Ainsi va le monde n° 300 - Procrastination

Procrastiner désigne la tendance à différer, à remettre au lendemain une décision ou l'exécution d'une tâche. C'est en général mal vu...

Proches de la proscratination se profilent l'ajournement et l'atermoiement. Cette disposition qui porte l'individu à ne pas agir n'a pas bonne presse. Déjà la sagesse populaire invitait depuis longtemps à ne pas remettre au lendemain ce qu'on peut faire le jour même. Et aujourd'hui on ne compte plus les ouvrages, les stages dits de formation qui délivrent conseils, recommandations – quand ce ne sont pas des injonctions – pour ne pas différer les affaires qu'on pourrait régler le jour même. Et de vous proposer des trucs et des machins pour éviter la procrastination parfois rapprochée d'une incompétence voire d'une pathologie.

On y est très attentif dans le registre de la production où efficacité, rentabilité n'attendent pas. On l'est tout autant dans le registre de la consommation. Il est toujours nuisible à la consommation de différer un achat et on s'emploiera à lever tous les obstacles qui pourrait l'empêcher : promotion, facilités de paiement, cadeaux.
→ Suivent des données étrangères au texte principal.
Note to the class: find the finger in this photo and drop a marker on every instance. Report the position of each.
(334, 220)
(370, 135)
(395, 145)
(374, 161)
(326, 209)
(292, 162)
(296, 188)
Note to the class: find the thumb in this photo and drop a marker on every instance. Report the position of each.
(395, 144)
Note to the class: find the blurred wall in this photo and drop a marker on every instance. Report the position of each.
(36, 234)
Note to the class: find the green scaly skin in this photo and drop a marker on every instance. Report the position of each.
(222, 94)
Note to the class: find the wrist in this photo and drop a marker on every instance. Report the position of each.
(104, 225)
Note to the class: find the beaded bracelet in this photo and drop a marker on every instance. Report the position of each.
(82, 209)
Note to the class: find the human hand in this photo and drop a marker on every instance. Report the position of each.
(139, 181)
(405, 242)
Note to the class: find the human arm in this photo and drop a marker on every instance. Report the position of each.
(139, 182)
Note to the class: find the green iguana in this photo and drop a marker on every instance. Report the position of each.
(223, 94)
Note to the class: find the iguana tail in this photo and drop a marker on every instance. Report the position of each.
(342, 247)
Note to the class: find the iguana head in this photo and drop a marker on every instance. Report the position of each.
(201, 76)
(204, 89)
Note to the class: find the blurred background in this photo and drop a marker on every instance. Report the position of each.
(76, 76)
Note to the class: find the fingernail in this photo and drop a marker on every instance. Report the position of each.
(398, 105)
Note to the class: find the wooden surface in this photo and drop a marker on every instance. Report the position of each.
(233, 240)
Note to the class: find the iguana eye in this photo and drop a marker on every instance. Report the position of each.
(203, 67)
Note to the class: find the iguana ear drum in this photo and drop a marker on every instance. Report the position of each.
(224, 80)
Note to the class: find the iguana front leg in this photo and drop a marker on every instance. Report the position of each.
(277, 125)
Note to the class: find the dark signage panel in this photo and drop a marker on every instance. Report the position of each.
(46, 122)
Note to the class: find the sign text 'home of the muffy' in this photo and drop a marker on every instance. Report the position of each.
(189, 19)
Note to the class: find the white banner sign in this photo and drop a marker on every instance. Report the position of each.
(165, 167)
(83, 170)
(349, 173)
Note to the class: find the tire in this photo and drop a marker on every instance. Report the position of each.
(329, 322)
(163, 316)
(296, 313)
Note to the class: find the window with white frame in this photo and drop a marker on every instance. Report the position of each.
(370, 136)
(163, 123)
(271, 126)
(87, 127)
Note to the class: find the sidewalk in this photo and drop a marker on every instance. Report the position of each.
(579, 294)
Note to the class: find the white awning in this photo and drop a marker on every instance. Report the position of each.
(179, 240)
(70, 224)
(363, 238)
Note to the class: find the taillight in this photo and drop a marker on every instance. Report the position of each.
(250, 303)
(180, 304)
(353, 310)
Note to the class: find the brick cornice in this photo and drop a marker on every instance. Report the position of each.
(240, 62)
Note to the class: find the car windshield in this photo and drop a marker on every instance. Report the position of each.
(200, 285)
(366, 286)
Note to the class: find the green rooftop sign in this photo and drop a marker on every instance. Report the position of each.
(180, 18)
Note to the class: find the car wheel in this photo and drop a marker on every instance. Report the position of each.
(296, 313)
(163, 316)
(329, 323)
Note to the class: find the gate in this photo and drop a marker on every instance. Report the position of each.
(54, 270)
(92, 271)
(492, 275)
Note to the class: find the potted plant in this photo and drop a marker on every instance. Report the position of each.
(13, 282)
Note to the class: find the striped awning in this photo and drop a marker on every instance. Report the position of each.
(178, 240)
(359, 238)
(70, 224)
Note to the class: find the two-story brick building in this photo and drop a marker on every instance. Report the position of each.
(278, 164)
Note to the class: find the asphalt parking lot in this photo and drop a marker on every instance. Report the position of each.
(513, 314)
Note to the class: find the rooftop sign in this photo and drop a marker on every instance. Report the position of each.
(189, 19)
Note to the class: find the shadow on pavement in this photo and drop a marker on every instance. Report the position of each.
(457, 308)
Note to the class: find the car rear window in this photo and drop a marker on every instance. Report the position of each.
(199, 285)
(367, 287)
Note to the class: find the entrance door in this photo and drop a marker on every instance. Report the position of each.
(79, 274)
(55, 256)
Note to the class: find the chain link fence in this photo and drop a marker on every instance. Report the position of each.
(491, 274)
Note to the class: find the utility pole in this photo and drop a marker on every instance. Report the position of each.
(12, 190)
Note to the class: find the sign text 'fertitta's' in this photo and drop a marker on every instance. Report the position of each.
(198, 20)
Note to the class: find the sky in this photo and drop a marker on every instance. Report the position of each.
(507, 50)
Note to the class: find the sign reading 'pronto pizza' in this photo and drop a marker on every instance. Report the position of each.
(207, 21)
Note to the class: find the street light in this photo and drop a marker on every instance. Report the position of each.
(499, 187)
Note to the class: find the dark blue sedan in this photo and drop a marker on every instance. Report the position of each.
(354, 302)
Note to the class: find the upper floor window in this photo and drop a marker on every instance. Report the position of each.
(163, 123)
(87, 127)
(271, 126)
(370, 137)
Et l'hésitation du chaland qui, à l'attente impatiente du vendeur, oppose un « je vais réfléchir » participe de la procrastination.

Pourtant, différer, ajourner, remettre à plus tard est bien constitutif de notre humanité. En règle général, l'homme ne cède pas à l'impulsivité. En différant la satisfaction et le plaisir qui va avec, il assure sa conservation future. Il tranche ainsi avec la cigale qui ne vit qu'au présent et se rapproche de la fourmi qui sait que la bise viendra.

Le psychanalyste aurait pu ranger la procrastination dans le conflit entre le principe de plaisir et le principe de réalité avec le succés remporté du premier sur le second. Succès provisoire car le principe de réalité prend sa revanche le dimanche soir avec un adolescent effondré à devoir faire ses devoirs après un WE insouciant.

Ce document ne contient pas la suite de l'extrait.